Another way of thinking about how this unorthodox way of doing MinHash would work is to think from how would you deduce this algorithm from the regular MinHash algorithm. Basically, you can assume for a particular token, it will never become the minimal element of all other buckets except one. This suggests that at least for a particular carefully created group of documents, whatever the signature one may get from Lucene’s MinHash, is still going to have limited differences from what one may get from a more regular MinHash function, depending on how many of the token would actually result in a smaller value in some other buckets.
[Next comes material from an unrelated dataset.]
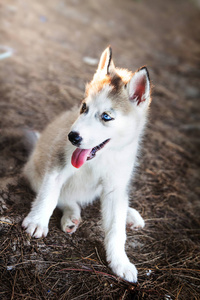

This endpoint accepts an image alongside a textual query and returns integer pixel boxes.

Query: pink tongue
[71,148,92,169]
This also explains why if you increase hashCount, you will have a higher recall, despite the fact that you are also increasing the dimension of the minHashSet. The point is that as the hash function never interferes with each other, so whatever similar document that is unfortunately not being mapped to enough similar values by the first hash function may get recovered by the second hash function.

As for why Lucene used this type of rather an uncommon strategy to deal with LSH, I am not really sure. One benefit I do found is that having only one hash function is much faster than maintaining multiple hash functions. Anyone who is willing to shed some light on it is very welcome.

Updates on December 17, 2020:

I’ve been reading a book, Mining Massive Datasets, recently, just to learn more about some of the standardized processes in Data Mining is as I have never got a chance to formally take such a course in School. Apparently, Lucene’s approach is very similar to a recommended speed up method mentioned in Section 3.3.7 of this book.

The book quoted:

…we divide the rows of M into k/m groups. Then for each hash function, we compute one minhash value by examining only the first m rows of M, a different minhash value by examining only the second m rows, and so on. We thus get k/m minhash values from a single hash function and a single pass over all the rows of M. In fact, if k/m is large enough, we may get all the rows of the signature matrix that we need by a single hash function applied to each of the subsets of rows of M.

Where here:

  • M is, originally in the book, a matrix with each row representing all possible elements in a Set (i.e. possible shingle of tokens), and column representing a Set that has contained some of the elements (i.e. documents)
  • k is the number of all possible elements
  • m is the size of “group” where each “group” is only allowed with some members of k but not the other
  • Thus, there are k/m group that doesn’t touch each other, i.e. “one token will affect at most one bucket if ignoring rotation”

Combining the above and using only one hash function you get the default minhash algorithm in Lucene.